Vieillir avec le VIH
En 2022, près de la moitié des personnes séropositives en Suisse a plus de 50 ans. Comment avancent-elles en âge alors que le VIH est quasiment devenu une maladie chronique dans les pays occidentaux ? Le point avec deux spécialistes de la question.
Iels ont été dépisté·e·x·s à une époque où le diagnostic du VIH était un diagnostic de mort quasi certaine. Mais, comme pourrait le chanter Elton John, «they’re still standing» et plutôt bien, d’ailleurs. «C’est une magnifique nouvelle: les personnes vivant avec le VIH (PVVIH) sous traitement peuvent désormais vieillir très longtemps pour peu qu’elles prennent un traitement efficace», s’exclame le professeur Matthias Cavassini, directeur médical de la consultation ambulatoire du service des maladies infectieuses du CHUV et responsable des consultations VIH/sida hospitalières du CHUV alors que l’on commence notre interview. «La médiane d’espérance de vie de cette population ne cesse d’augmenter pour presque rejoindre celle de la population générale», se réjouit de son côté le Dr Alain Makinson infectiologue au CHU de Montpellier et président du Corevih.
Toutefois, cette nouvelle, très positive et qui va à l’encontre des croyances qui subsistent encore aujourd’hui, ne doit pas occulter une autre réalité: l’espérance de vie en bonne santé des personnes séropositives n’est, elle, pas encore alignée avec celle du reste de la population.
En effet, comme l’explique Alain Makinson, «on remarque chez les PVVIH qui avancent en âge davantage de maladies associées telles que des troubles cardio-vasculaires et rénaux, des cancers notamment pulmonaires et des troubles cognitifs.» En somme, s’il n’est pas certain que le VIH accélère le vieillissement, les personnes tendent à souffrir plus que les autres de maladies développées généralement par les seniors.
Effets des antirétroviraux
Que sait-on des causes de ce phénomène? D’abord, que le VIH ne conduit pas uniquement au sida mais également à une inflammation généralisée de l’organisme, qui est notamment délétère sur l’état des vaisseaux ainsi que sur la protection face aux cancers.

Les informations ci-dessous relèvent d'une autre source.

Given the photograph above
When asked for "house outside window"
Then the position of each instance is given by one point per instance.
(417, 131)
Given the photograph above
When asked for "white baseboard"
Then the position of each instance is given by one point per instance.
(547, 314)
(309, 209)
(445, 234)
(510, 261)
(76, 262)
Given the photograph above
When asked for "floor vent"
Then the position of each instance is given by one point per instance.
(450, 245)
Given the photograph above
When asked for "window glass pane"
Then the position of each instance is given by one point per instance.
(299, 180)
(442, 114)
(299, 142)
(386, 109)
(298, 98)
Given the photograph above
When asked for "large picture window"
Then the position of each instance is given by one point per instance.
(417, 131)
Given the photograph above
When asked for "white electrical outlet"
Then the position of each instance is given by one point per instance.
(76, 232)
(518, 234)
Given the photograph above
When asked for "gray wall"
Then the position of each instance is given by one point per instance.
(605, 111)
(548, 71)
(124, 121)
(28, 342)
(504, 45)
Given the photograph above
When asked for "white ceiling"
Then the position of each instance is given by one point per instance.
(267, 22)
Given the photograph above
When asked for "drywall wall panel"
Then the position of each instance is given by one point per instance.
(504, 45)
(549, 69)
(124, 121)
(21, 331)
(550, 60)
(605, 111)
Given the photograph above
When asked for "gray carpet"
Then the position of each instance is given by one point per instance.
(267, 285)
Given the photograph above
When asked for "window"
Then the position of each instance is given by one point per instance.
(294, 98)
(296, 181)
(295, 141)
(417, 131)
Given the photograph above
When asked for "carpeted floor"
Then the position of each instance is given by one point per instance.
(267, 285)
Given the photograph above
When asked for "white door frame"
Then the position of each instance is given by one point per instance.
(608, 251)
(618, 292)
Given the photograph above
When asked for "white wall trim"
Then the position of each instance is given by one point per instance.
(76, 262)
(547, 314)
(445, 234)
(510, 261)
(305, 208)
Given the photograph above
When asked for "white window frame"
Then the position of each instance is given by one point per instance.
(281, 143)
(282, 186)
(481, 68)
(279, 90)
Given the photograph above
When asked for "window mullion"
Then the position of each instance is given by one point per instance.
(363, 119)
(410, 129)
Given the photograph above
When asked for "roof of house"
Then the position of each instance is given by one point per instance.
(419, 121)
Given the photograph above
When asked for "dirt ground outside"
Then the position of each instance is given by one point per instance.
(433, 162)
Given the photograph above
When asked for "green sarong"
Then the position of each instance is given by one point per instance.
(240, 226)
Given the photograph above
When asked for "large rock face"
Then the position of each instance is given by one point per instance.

Si ceci est particulièrement manifeste durant la période où la personne n’est pas traitée par antirétroviraux – période qui a pu être ainsi particulièrement dommageable pour la suite – cela l’est aussi dans une moindre mesure même lorsque la charge virale est indétectable. «Il subsiste malgré tout une inflammation à un niveau très bas», explique Matthias Cavassini tout en affirmant l’effet protecteur des antirétroviraux, ce qui permet de battre en brèche l’idée reçue selon laquelle les traitements contre le VIH auraient des effets indésirables particulièrement destructeurs pour les fonctions cardio-vasculaires ou rénales. Pour les troubles cognitifs, Alain Makinson signale: «On ne sait pas si leur prévalence est liée aux années où le virus s’est répliqué dans l’organisme, aux traitements ou à d’autres facteurs.»
Un autre facteur explicatif d’une plus importante prévalence de comorbidités chez les patients atteints de VIH relève des aspects comportementaux et environnementaux. Des études sur le style de vie des PVVIH en Suisse ont montré qu’elles étaient près de 44% à fumer et aujourd’hui, de plus en plus de PVVIH souffrent de cancers et de maladies cardio-vasculaires imputables au tabac. Nombreuses ont également été usagères de drogues, des usages dont on connaît l’impact à long terme sur les fonctions cognitives et cérébrales.
Vieillir avec le VIH et dans la précarité
On sait aussi, même s’il est difficile de tirer des généralités, que les PVVIH vivent souvent dans une certaine précarité, ce qui peut augmenter les risques en les éloignant d’un mode de vie sain avec une alimentation équilibrée et une activité physique régulière. Enfin, comme le note le sociologue Christophe Imhof «un environnement social plus réduit et des sentiments d’isolement et de solitude sont des thèmes présents chez les personnes qui vieillissent avec le VIH». Cela constitue un autre facteur de déclin cognitif.
C’est aussi un facteur de santé mentale dégradée, et ce sujet est bien le point noir de la vie des seniors séropositif·ve·x·s, qui constituent une population particulièrement touchée par la dépression – de 20 à 40% de plus que le reste de la population. Outre les soucis financiers et l’isolement, Christophe Imhof note également le poids de l’insatisfaction corporelle notamment liée à la lipodystrophie induite par les traitements. Enfin, bien sûr, la stigmatisation autour du VIH et des LGBTIQphobies demeure un fardeau majeur et particulièrement délétère pour la santé mentale.
Cette lutte contre le stigma et contre la sérophobie est aujourd’hui un des enjeux essentiels pour que les personnes positives au VIH puissent pleinement appréhender le troisième âge en santé et puissent être accompagnées de la meilleure manière qui soit.